Canale di Panama, rotte le trattative per l’ampliamento col Consorzio italo-spagnolo
[5 Febbraio 2014]
Il Grupo Unidos por el Canal (Gupc), un consorzio internazionale capitanato dalla spagnola Sacyr e dall’italiana Salini-Impregilo, ha annunciato che «l’Autoridad del Canal de Panamá (Acp) ha rotto i negoziati» e che il Gipc «prosegue nella ricerca di una soluzione di finanziamento» per terminare le opere di ampliamento ed adeguamento del Canale di Panama entro il 2015.
Secondo il quotidiano panamense La Prensa, che riporta un comunicato del Consorzio, «la rottura dei negoziati pone “in un rischio imminente” l’espansione del Canale di Panama w fino a 10.000 posti di lavoro».

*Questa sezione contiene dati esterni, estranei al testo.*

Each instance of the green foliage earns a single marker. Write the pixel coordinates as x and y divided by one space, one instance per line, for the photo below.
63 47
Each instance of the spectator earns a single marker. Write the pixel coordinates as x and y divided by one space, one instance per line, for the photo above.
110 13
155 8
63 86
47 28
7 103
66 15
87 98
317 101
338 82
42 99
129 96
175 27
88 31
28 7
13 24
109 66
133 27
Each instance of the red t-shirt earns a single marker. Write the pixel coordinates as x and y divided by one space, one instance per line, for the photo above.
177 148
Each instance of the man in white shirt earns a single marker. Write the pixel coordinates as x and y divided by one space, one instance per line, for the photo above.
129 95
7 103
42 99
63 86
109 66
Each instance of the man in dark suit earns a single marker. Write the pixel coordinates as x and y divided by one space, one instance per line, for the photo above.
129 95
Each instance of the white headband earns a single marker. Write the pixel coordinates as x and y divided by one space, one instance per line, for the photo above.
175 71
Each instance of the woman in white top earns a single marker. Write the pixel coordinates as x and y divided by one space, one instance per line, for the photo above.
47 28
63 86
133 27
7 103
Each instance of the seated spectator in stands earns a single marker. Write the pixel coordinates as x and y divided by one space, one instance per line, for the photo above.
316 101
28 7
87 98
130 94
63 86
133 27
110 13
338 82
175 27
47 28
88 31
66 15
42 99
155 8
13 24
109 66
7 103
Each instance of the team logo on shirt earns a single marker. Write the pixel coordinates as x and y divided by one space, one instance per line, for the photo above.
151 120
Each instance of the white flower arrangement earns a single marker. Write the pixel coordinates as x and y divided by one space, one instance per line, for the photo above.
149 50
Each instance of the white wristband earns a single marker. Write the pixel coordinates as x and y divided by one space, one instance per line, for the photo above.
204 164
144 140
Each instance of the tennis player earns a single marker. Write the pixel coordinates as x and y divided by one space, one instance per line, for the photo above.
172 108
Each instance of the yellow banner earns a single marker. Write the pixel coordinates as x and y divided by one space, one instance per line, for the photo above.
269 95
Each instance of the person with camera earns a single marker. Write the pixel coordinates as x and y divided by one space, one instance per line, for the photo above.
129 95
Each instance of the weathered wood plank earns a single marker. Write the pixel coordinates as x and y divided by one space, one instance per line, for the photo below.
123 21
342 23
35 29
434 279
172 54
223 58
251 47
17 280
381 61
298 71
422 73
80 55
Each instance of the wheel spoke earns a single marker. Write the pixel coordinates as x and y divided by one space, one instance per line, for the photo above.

Senza una soluzione immediata il governo di Panama, l’Acp e il Gupc vano verso uno scontro legale che potrebbe durare anni. La Sacyr ha inviato una nota alla Comisión Nacional del Mercado de Valores (Cnmv) per dire che le trattative erano fallite, smentendo così quanto aveva dichiarato il 3 febbraio il presidente di Panama, Ricardo Martinelli, che aveva assicurato: «Le parti stanno cercando di giungere ad una felice conclusione». Ieri, mentre circolava ottimismo sull’accordo, le azioni in borsa della Sacyr erano salite del 6.19%, oggi dopo l’annuncio del fallimento dei negoziati erano già calate del 6% d solo un’ora dopo l’apertura della borsa di Madrid. Il titolo di Impregilo cede il 2,4% a 4,23 euro
Il Consorzio Gupc dice che «Il mancato accordo vedrebbe allontanarsi di qualche anno la messa in opera del nuovo Canale in grado di far transitare le navi Post-Panamax di maggiori dimensioni rispetto alle attuali e con capacità di carico triple (12.000 contro 4.000 containers) e, di conseguenza, un mancato introito stimabile in 2 miliardi di dollari l’anno solo per il Canale di Panama. Una decisione illogica e dettata da un atteggiamento rigido che danneggerà il Canale, il Paese e i panamensi, oltre a creare un danno per il commercio internazionale e per tutti quei Paesi, come gli Stati Uniti, dove sono stati fatti ingenti investimenti in previsione dell’allargamento del commercio mondiale».
Il consorzio aveva invitato i presidente dell’Acp, Jorge Quijano, fortemente sospettato di voler far fuori spagnoli ed italiani per realizzare l’ampliamento/adeguamento del Canale con una “Soluzione B”, «Ad abbandonare la sua posizione ingiustificatamente rigida» sui sovra-costi dell’opera (che la stampa panamense imbeccata dall’Acp fissa a 1,6 miliardi di dollari) ed aveva detto che l’Acp doveva onorare subito una fattura da 50 milioni di dollari «Per permettere di pagare i subappaltatori ed i lavoratori».
L’ambasciatore di Panama in Spagna, Roberto Eduardo Arango, ha assicurato che «Il Canale di Panama ed i suoi amministratori hanno messo opzioni chiare sul tavolo» e che il “Plan B” esiste. Le voci che circolano insistentemente a Panama sono che il “Plan B” prevede il rientro in scena della multinazionale statunitense Bechtel, che aveva perso la gara per i lavori sul Canale vinti da Grupo Unidos por el Canal.